Steel mill transaction figures compiled for the Raw Material Data Aggregation Service (RMDAS) by Pittsburgh-based MSA Inc. instead reveal a gentle, slightly downward slope to start 2024 as mills were not able to obtain the discounts for which they had hoped.

In the domestic market from Dec. 21, 2023, to Jan. 19, the average value of No. 1 heavy melting steel (HMS) in the U.S. fell by just $1 per ton. The other major obsolete grade publicly tracked by RMDAS—No. 2 shredded scrap—fell by just $6 per ton nationally in that same time frame.

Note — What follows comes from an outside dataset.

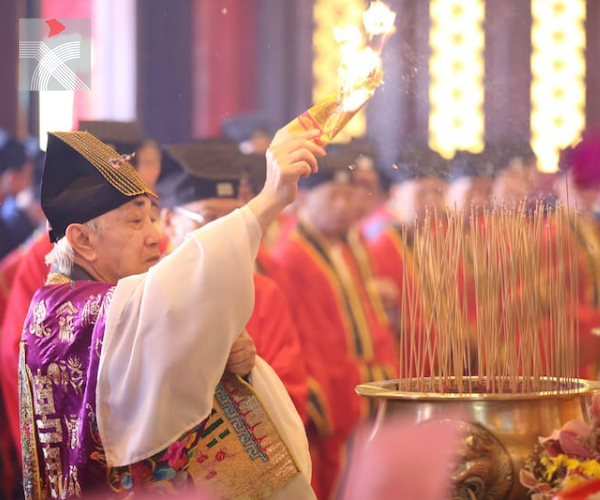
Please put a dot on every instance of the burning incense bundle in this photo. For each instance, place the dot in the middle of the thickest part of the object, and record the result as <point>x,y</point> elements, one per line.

The biggest discount mills were able to obtain was for the No. 1 busheling prompt scrap grade, which fell by $14 per ton in value from late December of last year to mid-January of this year, according to the RMDAS data.

Reporting by Davis Index earlier this month indicates overseas buyers in nations including Turkey and Mexico had a steady presence in the market in January, supporting the price for obsolete grades like HMS and shred typically sought by overseas mills.

Domestic mills paid to stay in the market for those grades in January, judging by regional data also provided by RMDAS. The value of No. 1 HMS in the RMDAS South region demonstrated no change in January, and the grade actually gained $2 in value this month in the Midwest.

Those two regions account for approximately 89 percent of steel output in the U.S., in an approximate match with the southern, Great Lakes and Midwest regional production figures gathered by the Washington-based American Iron and Steel Institute (AISI) in a recent weekly statistical breakdown.

AISI’s statistics for the second week in January also indicate the steel sector in the U.S. is maintaining relative stability this month.

According to the association, in the week ending Jan. 13, domestic output of 1.699 million tons was down 0.5 percent from the previous week, when slightly more than 1.7 million tons of steel were made.

The most recent weekly total is up by 0.1 percent from the comparable week one year earlier, and mills currently are operating at a 76.5 percent capability utilization (capacity) rate.

Potentially playing a role in helping to support ferrous prices by the second week in January were supply concerns tied to hazardous winter driving conditions predicted and then experienced in several parts of the U.S.

Going forward, scrap processors likely will be watching closely to see what presence overseas buyers will have in the market as the February domestic mill buying calendar draws nearer.

At the conclusion of the third week of this month, Davis Index was characterizing Turkish ferrous import prices as “flat,” though adding the market seems to have “paused” while sellers and buyers try to close a perceived gap in scrap’s current value.

Nonetheless, the news service also refers to “vigorous buying” by Turkish mills at some U.S. East Coast ports and in Houston.

Contrary to most of the last three years, Indian buying appears to be more subdued, according to Davis Index, which still refers to a steady flow of Indian and Bangladeshi interest in containerized ferrous scrap from the U.S. despite “lackluster" domestic rebar and semifinished steel sales in India.